The main advantage of this method is its customizability. For example, the amount of object geometry can be changed, and the rendering speed of a single object can be brought up to 180 frames per second. So we are waiting for deformable simulations in the games of our future.
Muscle simulation
What is a character in a game? Just a “skeleton” wrapped in polygons with hitboxes hanging on it. Yes, many games have realistic physics of the human body (and how it reacts to bullets and explosions), but that’s all half-measures. The “Volume Invariant Position-based Elastic Rods” technology (VIPER) allows you to create muscles. You do not have to be a Master of Muscular Sciences and know the difference between biceps and quadriceps – VIPER will do all the work for you. Then, you attach the muscle to the skeleton, and it starts to move with the power in mind. VIPER also knows how to stimulate muscle growth (for those who want to grow their Hulk). And thirdly, thanks to muscles, we get more accurate soft-body physics.
How complex is this simulation? It is now available “in real-time. In other words, this technology is very efficient, so the muscle simulation takes only a few milliseconds. And even if there are a few dozen different muscle objects in the scene, it will take no more than 10 ms to simulate them.
Allies and opponents
Games are a competition to win. And if in online games we are fighting with people (often toxic), in single-player games, the role of the enemy is given to the computer. Usually, few people care about really clever A.I. that is interesting to play against (like bots in F.E.A.R.). So they do it by the system “that’s fine!”. And it’s not even about making complex A.I. – everyone can tweak the reaction speed parameters of bots faster than those of cyber bots. But making a humanoid A.I. is a more difficult task.
Many of you have probably heard about AlphaStar. This A.I. system from DeepMind (Google) was successfully tested in Starcraft 2 against cyber athletes and regular players and reached the rank of “Grandmaster” in no time. Even some casinos with online Teen Patti real money tried this technique.
Music
Fortunately, music remains out of reach (for now) for neural networks.
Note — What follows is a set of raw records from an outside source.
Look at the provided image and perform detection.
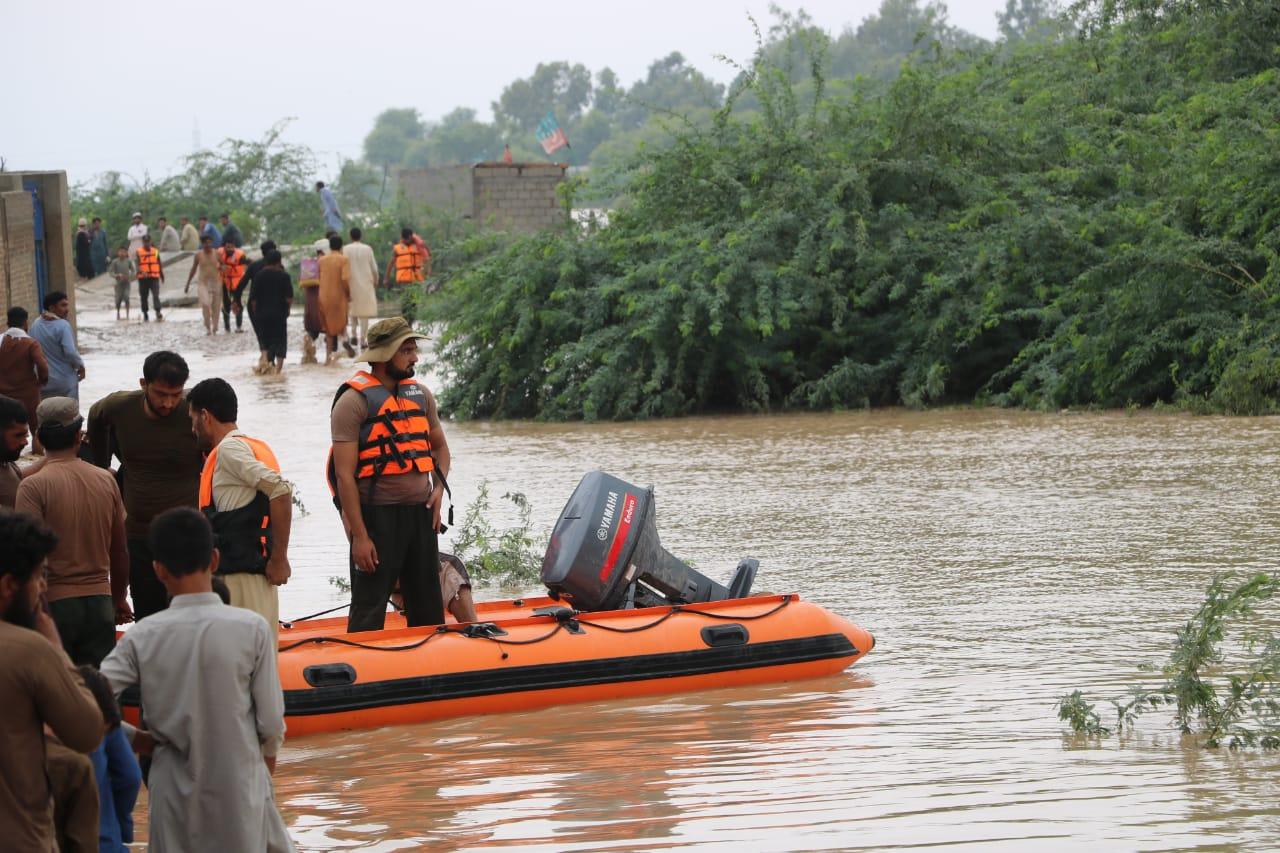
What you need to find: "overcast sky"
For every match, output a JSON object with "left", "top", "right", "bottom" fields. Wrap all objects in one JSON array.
[{"left": 0, "top": 0, "right": 1005, "bottom": 183}]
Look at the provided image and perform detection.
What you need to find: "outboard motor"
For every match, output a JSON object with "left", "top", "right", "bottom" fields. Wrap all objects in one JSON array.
[{"left": 543, "top": 471, "right": 760, "bottom": 611}]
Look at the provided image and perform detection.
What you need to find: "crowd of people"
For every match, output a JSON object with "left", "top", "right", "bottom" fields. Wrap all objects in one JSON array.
[{"left": 0, "top": 194, "right": 476, "bottom": 850}]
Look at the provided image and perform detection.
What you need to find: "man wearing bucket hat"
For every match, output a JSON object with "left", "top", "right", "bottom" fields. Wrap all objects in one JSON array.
[{"left": 328, "top": 318, "right": 452, "bottom": 631}]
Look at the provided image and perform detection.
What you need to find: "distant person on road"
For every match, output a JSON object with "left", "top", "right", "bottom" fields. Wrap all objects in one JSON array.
[
  {"left": 14, "top": 397, "right": 133, "bottom": 666},
  {"left": 31, "top": 291, "right": 84, "bottom": 400},
  {"left": 342, "top": 228, "right": 378, "bottom": 348},
  {"left": 88, "top": 351, "right": 204, "bottom": 619},
  {"left": 88, "top": 216, "right": 110, "bottom": 275},
  {"left": 106, "top": 243, "right": 138, "bottom": 320},
  {"left": 316, "top": 181, "right": 342, "bottom": 232},
  {"left": 298, "top": 248, "right": 324, "bottom": 364},
  {"left": 0, "top": 305, "right": 49, "bottom": 433},
  {"left": 387, "top": 228, "right": 425, "bottom": 287},
  {"left": 178, "top": 216, "right": 200, "bottom": 252},
  {"left": 0, "top": 512, "right": 104, "bottom": 852},
  {"left": 187, "top": 378, "right": 293, "bottom": 633},
  {"left": 182, "top": 234, "right": 223, "bottom": 336},
  {"left": 218, "top": 214, "right": 244, "bottom": 248},
  {"left": 320, "top": 234, "right": 356, "bottom": 364},
  {"left": 156, "top": 216, "right": 182, "bottom": 252},
  {"left": 95, "top": 504, "right": 293, "bottom": 853},
  {"left": 218, "top": 240, "right": 246, "bottom": 332},
  {"left": 133, "top": 234, "right": 164, "bottom": 323},
  {"left": 125, "top": 210, "right": 151, "bottom": 255},
  {"left": 76, "top": 216, "right": 93, "bottom": 278},
  {"left": 248, "top": 247, "right": 293, "bottom": 373},
  {"left": 198, "top": 215, "right": 223, "bottom": 248}
]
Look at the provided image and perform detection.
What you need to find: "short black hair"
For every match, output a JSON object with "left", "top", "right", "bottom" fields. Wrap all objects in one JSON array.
[
  {"left": 142, "top": 350, "right": 191, "bottom": 388},
  {"left": 0, "top": 510, "right": 58, "bottom": 584},
  {"left": 187, "top": 377, "right": 239, "bottom": 424},
  {"left": 0, "top": 394, "right": 31, "bottom": 429},
  {"left": 209, "top": 575, "right": 232, "bottom": 605},
  {"left": 76, "top": 663, "right": 120, "bottom": 731},
  {"left": 36, "top": 418, "right": 84, "bottom": 451},
  {"left": 147, "top": 506, "right": 214, "bottom": 578}
]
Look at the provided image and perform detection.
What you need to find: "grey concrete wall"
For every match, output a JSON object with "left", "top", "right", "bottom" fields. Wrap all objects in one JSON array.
[
  {"left": 0, "top": 184, "right": 40, "bottom": 316},
  {"left": 398, "top": 163, "right": 566, "bottom": 232},
  {"left": 0, "top": 172, "right": 79, "bottom": 328},
  {"left": 396, "top": 165, "right": 475, "bottom": 219}
]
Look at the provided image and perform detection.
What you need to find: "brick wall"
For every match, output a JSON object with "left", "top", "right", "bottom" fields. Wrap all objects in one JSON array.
[
  {"left": 397, "top": 163, "right": 566, "bottom": 232},
  {"left": 471, "top": 163, "right": 566, "bottom": 232},
  {"left": 0, "top": 190, "right": 40, "bottom": 315}
]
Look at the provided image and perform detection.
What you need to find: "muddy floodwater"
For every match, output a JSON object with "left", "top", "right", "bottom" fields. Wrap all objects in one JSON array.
[{"left": 70, "top": 289, "right": 1280, "bottom": 850}]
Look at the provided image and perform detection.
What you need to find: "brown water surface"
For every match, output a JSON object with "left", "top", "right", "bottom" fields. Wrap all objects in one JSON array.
[{"left": 72, "top": 292, "right": 1280, "bottom": 850}]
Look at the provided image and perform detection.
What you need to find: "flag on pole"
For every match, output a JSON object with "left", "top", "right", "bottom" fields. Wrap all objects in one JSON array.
[{"left": 536, "top": 113, "right": 570, "bottom": 154}]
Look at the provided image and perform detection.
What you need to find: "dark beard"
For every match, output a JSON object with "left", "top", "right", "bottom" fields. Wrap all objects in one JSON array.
[
  {"left": 387, "top": 362, "right": 413, "bottom": 382},
  {"left": 3, "top": 590, "right": 36, "bottom": 630}
]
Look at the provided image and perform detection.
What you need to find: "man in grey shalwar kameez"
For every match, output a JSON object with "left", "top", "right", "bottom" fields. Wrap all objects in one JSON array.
[{"left": 102, "top": 507, "right": 293, "bottom": 853}]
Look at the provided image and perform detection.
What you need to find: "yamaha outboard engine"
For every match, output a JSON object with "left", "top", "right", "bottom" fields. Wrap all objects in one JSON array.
[{"left": 543, "top": 471, "right": 759, "bottom": 611}]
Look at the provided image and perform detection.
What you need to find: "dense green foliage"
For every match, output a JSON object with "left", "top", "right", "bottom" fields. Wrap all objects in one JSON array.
[
  {"left": 1057, "top": 573, "right": 1280, "bottom": 749},
  {"left": 424, "top": 0, "right": 1280, "bottom": 419}
]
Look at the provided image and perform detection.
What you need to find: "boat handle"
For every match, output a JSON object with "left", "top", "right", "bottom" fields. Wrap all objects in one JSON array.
[
  {"left": 703, "top": 622, "right": 751, "bottom": 648},
  {"left": 302, "top": 663, "right": 356, "bottom": 686}
]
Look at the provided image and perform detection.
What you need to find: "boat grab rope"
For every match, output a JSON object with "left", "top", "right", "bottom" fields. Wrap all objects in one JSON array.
[{"left": 280, "top": 596, "right": 792, "bottom": 660}]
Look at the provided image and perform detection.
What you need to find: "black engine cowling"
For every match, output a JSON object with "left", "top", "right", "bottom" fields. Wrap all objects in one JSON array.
[{"left": 541, "top": 471, "right": 759, "bottom": 611}]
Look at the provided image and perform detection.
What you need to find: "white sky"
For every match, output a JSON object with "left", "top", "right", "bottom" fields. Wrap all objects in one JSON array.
[{"left": 0, "top": 0, "right": 1005, "bottom": 183}]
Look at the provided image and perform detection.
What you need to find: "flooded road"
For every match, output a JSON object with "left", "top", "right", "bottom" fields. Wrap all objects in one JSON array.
[{"left": 72, "top": 289, "right": 1280, "bottom": 850}]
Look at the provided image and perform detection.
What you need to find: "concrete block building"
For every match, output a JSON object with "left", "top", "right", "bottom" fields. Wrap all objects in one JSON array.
[
  {"left": 0, "top": 172, "right": 78, "bottom": 327},
  {"left": 397, "top": 163, "right": 568, "bottom": 233}
]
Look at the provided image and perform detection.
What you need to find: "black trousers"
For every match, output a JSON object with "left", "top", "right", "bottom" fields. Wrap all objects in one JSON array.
[
  {"left": 138, "top": 278, "right": 164, "bottom": 319},
  {"left": 128, "top": 539, "right": 169, "bottom": 619},
  {"left": 223, "top": 286, "right": 244, "bottom": 326},
  {"left": 347, "top": 503, "right": 444, "bottom": 631}
]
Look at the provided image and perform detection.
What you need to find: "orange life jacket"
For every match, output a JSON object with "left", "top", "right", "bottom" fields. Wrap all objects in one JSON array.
[
  {"left": 200, "top": 435, "right": 280, "bottom": 575},
  {"left": 218, "top": 246, "right": 244, "bottom": 291},
  {"left": 325, "top": 370, "right": 443, "bottom": 505},
  {"left": 138, "top": 246, "right": 160, "bottom": 278},
  {"left": 392, "top": 243, "right": 422, "bottom": 284}
]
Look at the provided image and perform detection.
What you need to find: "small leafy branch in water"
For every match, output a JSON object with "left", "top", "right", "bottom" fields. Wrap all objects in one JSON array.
[
  {"left": 1057, "top": 573, "right": 1280, "bottom": 749},
  {"left": 453, "top": 480, "right": 545, "bottom": 587}
]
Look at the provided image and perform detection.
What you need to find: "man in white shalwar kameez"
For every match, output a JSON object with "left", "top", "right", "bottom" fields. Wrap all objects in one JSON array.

Outdoing Jesper Cude or Mick Gordon in terms of music is no way to beat the Grandmasters in SC2. But stubborn neural nets are already taking their first steps into music land. “Jukebox can generate a track that never existed before, based on a small snippet of the original track. Yes, the generated piece of “music” sounds rather sloppy. But maybe in 10-15 years, a neural network will automatically create epic tracks during battles and squeeze out a tear with violin and piano during dramatic moments. Unique, never-before-existing mixes of specific instruments in a particular genre will be created with a couple of buttons.
Photorealistic Image
Few people today dare to release a game with a mediocre picture. Photorealism has long ceased to be a “highlight” for developers and is taken for granted. Some games are almost indistinguishable from real life – the perfect hit here prevents the so-called “uncanny valley” effect when the most similar to the human-computer characters begin to repel the player unwittingly. There are many sites on the Internet where users are asked to guess what’s in front of them – a screenshot from a video game or a photograph of a real place.
Hands-free control
Some developers think it’s boring to control a game the old-fashioned way. So Microsoft released the controversial but interesting Kinect. Sony offered the PlayStation Move motion capture system. The American company NeuroSky went the furthest – and removed a neural helmet. The device captures brain waves and converts them into commands in a video game.
The device is not perfect yet – for a successful game, you need to clear your mind and concentrate properly, which is not always possible. The gesture capture systems, in turn, are not accurate enough and boast a minimal number of games. But a start has been made.